• We are sorry, but NCBI web applications do not support your browser and may not function properly. More information
Logo of narLink to Publisher's site
Nucleic Acids Res. Jan 2007; 35(Database issue): D590–D594.
Published online Dec 7, 2006. doi:  10.1093/nar/gkl817
PMCID: PMC1781159

UniHI: an entry gate to the human protein interactome

Abstract

Systematic mapping of protein–protein interactions has become a central task of functional genomics. To map the human interactome, several strategies have recently been pursued. The generated interaction datasets are valuable resources for scientists in biology and medicine. However, comparison reveals limited overlap between different interaction networks. This divergence obstructs usability, as researchers have to interrogate numerous heterogeneous datasets to identify potential interaction partners for proteins of interest. To facilitate direct access through a single entry gate, we have started to integrate currently available human protein interaction data in an easily accessible online database. It is called UniHI (Unified Human Interactome) and is available at http://www.mdc-berlin.de/unihi. At present, it is based on 10 major interaction maps derived by computational and experimental methods. It includes more than 150 000 distinct interactions between more than 17 000 unique human proteins. UniHI provides researchers with a flexible integrated tool for finding and using comprehensive information about the human interactome.

INTRODUCTION

Protein-protein interactions (PPIs) are central to many if not all cellular processes. Their importance has provoked broad interest in their analysis, which in turn has led to the construction of various large-scale interaction maps. The first PPI datasets were generated for model organisms such as Saccharomyces cerevisiae, Drosophila melanogaster and Caenorhabditis elegans (15). Recently, the focus has shifted towards the systematic mapping of human PPIs. Both computationally and experimentally derived interaction datasets have been produced. They are mostly based on review of literature (68), extrapolation from interactions between orthologous proteins observed in other organisms (911) or application of high-throughput yeast two-hybrid (Y2H) assays (12,13).

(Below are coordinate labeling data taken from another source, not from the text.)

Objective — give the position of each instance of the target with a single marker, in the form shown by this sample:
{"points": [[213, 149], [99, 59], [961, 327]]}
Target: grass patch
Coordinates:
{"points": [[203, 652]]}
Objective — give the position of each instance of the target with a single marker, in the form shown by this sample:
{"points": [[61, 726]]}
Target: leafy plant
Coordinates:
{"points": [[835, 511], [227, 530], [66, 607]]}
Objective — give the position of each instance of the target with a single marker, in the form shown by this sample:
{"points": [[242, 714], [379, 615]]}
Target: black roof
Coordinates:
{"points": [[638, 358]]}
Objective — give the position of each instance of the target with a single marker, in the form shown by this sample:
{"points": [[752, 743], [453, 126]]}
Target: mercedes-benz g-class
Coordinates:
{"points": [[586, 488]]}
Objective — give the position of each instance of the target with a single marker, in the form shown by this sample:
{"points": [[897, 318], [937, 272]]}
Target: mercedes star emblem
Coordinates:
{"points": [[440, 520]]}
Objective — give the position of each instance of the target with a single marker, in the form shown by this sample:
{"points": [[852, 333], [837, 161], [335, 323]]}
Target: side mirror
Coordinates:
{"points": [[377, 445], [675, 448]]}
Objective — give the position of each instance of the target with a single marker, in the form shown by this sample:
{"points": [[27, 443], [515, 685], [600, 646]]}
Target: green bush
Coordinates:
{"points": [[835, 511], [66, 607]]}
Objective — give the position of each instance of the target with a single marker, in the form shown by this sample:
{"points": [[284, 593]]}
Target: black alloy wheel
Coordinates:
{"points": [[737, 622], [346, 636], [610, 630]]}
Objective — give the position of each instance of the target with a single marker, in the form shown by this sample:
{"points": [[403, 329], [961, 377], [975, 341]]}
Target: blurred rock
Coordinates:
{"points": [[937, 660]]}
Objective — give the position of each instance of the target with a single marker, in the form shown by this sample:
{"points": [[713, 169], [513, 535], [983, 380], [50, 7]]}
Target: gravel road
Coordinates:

Although these maps will certainly have profound impact on biological research, major limitations are lack of overlap, completeness and integration. Scientists are required to interrogate numerous databases if they seek comprehensive information on potential interaction partners for specific human proteins. This generally involves time-consuming searches as various query formats and identifiers have to be used in different interaction databases. Some datasets are even stored in simple flat files. To overcome these obstacles, we have constructed the UniHI database for the integration of large-scale human PPI maps. UniHI offers a search platform that combines and gives access to ten different large-scale human PPI datasets. It includes over 150 000 interactions between more than 17 000 proteins. UniHI is intended to reduce unnecessary duplication of data, while incorporating the strength of single databases regarding careful curation and annotation of PPIs.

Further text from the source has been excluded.